A man walks by a closed Mon Hue restaurant in District 1, Ho Chi Minh City on October 23, 2019. Photo by VnExpress/Quynh Tran.
The group of investors has filed a lawsuit with the HCMC People’s Court against Huy Nhat, founder of Mon Hue’s parent company, Huy Vietnam Food Processing JSC, over the recent closing of 80 outlets nationwide.
They said that Huy Nhat, an American-Vietnamese, has violated his managerial obligations and responsibilities by conducting unusual transactions with evidence of fraud.
The group comprises foreign investment funds ADV Partners, AIF Capital, F&H Fenghe, Fortress Investments, Gryphus Capital and Welkin Capital. Together, they have poured $70 million into Huy Vietnam since 2013.
A representative of the group told VnExpress that they have successfully requested an order to block Huy Nhat’s overseas accounts.
In the lawsuit, the investors said they had not approved the closing of Mon Hue outlets, which happened without an apparent business reason and cost 1,500 Vietnamese employees their jobs.
The litigants said that although they were "very disappointed to conduct these proceedings," they hoped to be able to resolve the lawsuit quickly and fairly in Vietnamese courts.

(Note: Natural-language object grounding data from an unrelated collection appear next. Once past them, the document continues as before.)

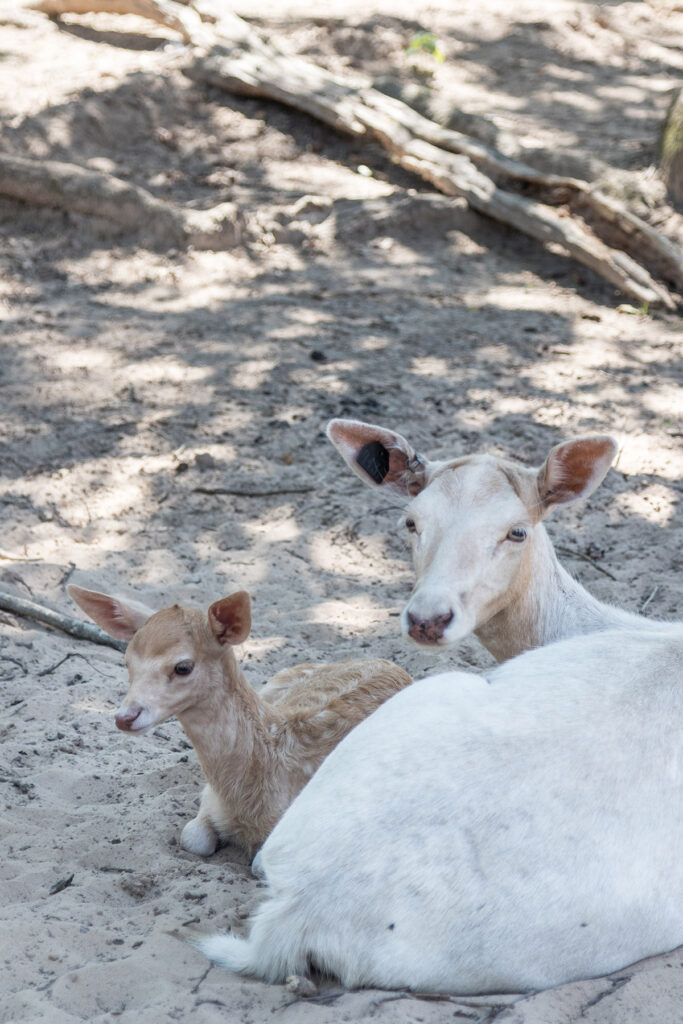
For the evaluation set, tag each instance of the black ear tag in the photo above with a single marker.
(374, 458)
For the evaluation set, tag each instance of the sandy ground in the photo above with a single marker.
(134, 383)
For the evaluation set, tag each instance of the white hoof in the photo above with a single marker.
(257, 866)
(200, 838)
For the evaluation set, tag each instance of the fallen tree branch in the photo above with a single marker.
(173, 15)
(76, 627)
(593, 228)
(48, 182)
(453, 162)
(253, 492)
(10, 557)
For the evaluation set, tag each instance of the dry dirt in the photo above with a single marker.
(135, 383)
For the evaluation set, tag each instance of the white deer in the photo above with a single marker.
(482, 558)
(477, 838)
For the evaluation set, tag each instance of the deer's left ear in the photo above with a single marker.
(573, 469)
(380, 457)
(230, 617)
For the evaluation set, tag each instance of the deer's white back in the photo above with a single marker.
(480, 835)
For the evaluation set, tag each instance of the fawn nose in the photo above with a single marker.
(126, 716)
(428, 631)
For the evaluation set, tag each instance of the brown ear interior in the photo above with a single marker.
(230, 617)
(574, 469)
(380, 457)
(118, 617)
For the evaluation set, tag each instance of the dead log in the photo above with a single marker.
(173, 15)
(593, 228)
(607, 239)
(75, 627)
(68, 186)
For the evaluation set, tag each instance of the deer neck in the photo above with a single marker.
(546, 604)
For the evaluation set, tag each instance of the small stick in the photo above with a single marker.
(10, 557)
(586, 558)
(73, 653)
(249, 493)
(76, 627)
(650, 598)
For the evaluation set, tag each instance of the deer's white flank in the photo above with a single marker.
(477, 838)
(482, 559)
(257, 750)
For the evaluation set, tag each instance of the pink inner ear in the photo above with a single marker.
(230, 619)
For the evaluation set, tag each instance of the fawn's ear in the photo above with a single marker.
(379, 457)
(573, 469)
(121, 619)
(230, 617)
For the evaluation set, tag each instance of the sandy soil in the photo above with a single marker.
(135, 383)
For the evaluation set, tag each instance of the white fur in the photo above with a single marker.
(478, 838)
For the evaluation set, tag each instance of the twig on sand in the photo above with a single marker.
(9, 556)
(649, 599)
(253, 492)
(76, 627)
(586, 558)
(73, 653)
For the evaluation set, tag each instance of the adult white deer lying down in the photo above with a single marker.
(482, 558)
(476, 838)
(257, 750)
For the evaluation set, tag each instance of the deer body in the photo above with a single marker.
(482, 558)
(516, 830)
(257, 751)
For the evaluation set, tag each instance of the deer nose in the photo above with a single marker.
(428, 631)
(126, 716)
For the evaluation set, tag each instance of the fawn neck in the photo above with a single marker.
(230, 727)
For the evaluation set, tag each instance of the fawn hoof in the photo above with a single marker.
(200, 838)
(257, 867)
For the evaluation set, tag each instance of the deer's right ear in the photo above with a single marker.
(230, 617)
(119, 617)
(379, 457)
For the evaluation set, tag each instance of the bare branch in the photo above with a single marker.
(76, 627)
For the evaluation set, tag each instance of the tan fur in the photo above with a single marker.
(257, 752)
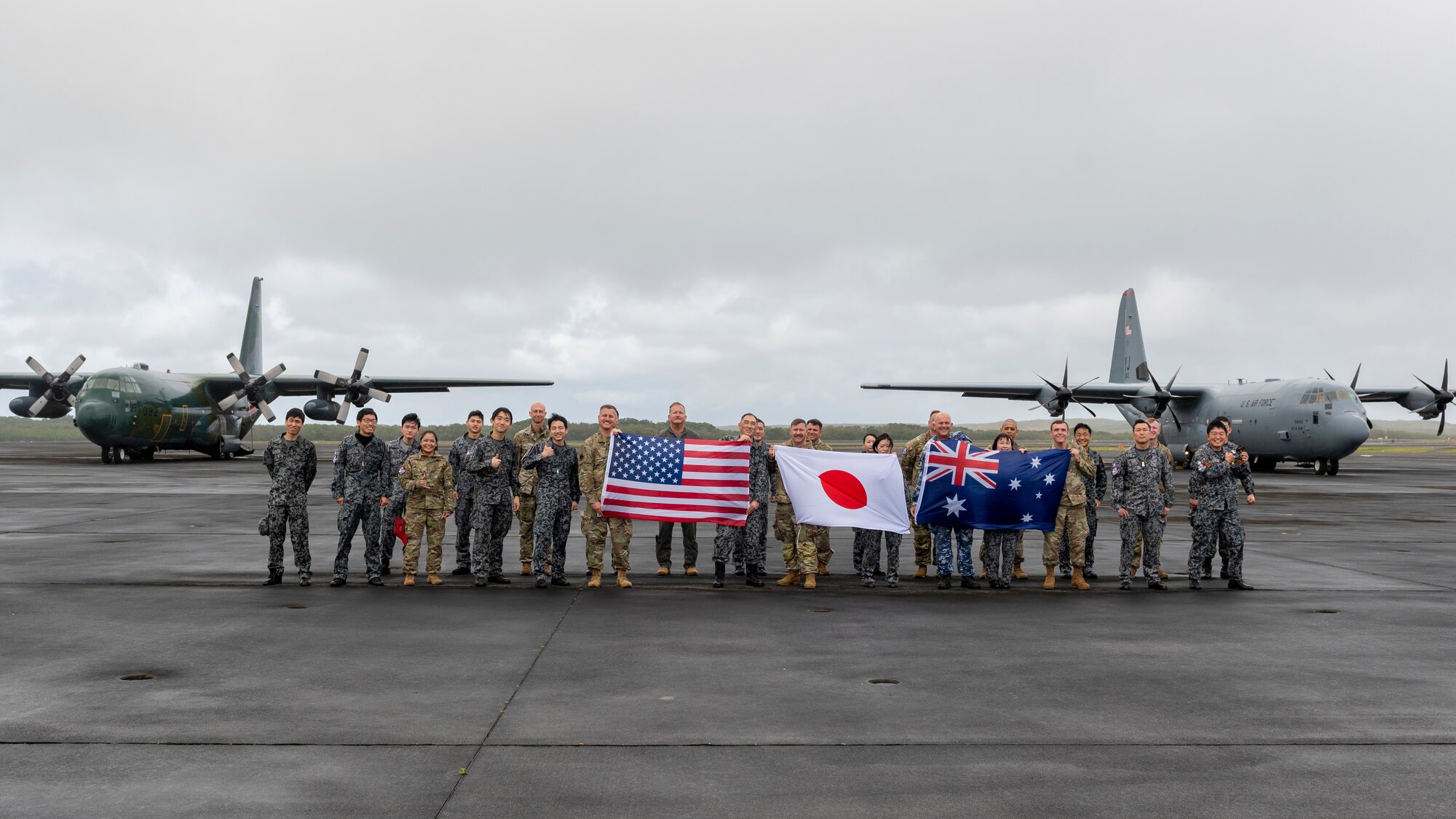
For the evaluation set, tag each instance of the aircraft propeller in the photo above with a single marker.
(1164, 397)
(1065, 394)
(355, 391)
(55, 385)
(253, 388)
(1442, 397)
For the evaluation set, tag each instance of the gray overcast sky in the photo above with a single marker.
(749, 206)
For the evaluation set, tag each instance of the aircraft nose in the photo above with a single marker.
(95, 419)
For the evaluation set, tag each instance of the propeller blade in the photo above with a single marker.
(359, 363)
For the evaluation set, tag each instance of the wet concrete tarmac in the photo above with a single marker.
(1330, 691)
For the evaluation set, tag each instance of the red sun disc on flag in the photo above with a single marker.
(844, 488)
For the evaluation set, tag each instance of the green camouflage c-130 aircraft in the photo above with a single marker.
(138, 411)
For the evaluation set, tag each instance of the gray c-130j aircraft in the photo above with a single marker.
(138, 411)
(1311, 422)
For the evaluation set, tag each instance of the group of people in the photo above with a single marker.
(537, 478)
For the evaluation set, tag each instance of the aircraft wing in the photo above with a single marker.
(1040, 392)
(309, 385)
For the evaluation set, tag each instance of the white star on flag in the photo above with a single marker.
(954, 505)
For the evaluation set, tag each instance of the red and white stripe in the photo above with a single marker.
(714, 488)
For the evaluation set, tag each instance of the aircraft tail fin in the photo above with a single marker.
(1129, 357)
(253, 349)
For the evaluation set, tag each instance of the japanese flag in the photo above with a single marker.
(845, 488)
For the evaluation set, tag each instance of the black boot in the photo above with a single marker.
(752, 579)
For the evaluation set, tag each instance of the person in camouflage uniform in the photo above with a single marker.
(362, 486)
(813, 429)
(526, 513)
(1096, 487)
(944, 430)
(1144, 496)
(800, 555)
(400, 449)
(1072, 518)
(745, 539)
(292, 464)
(867, 541)
(465, 488)
(429, 480)
(595, 525)
(924, 547)
(1215, 505)
(676, 429)
(558, 490)
(497, 497)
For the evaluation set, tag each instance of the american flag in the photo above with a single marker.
(679, 480)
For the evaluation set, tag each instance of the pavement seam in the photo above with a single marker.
(509, 700)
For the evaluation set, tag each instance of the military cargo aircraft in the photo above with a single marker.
(1311, 422)
(136, 411)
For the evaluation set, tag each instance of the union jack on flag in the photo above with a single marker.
(960, 462)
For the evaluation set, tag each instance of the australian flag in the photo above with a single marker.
(972, 487)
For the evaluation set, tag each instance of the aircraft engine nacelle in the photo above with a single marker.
(23, 408)
(323, 410)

Meanwhile, the HCMC Tax Department said Thursday that it had blocked Mon Hue’s domestic account because of unpaid taxes.
Deputy head of the department, Le Duy Minh, said unpaid tax in the third quarter ran into hundreds of millions of dong (VND100 million = $4,300).
The crisis with Mon Hue outlets and its parent company Huy Vietnam came to the fore last Monday, when dozens of suppliers picketed the headquarters of the company in HCMC, claiming they hade not been paid tens of billions of dong (VND1 billion = $43,000).
But the office was deserted and its leaders were unreachable.
As of last year, Mon Hue suffered an accumulated loss of almost VND107 billion ($4.62 million) since 2016.
In April, Huy Vietnam’s charter capital was cut by half to VND600 billion ($25.91 million), while capital in Mon Hue surged 30 times to VND657 billion ($28.37 million).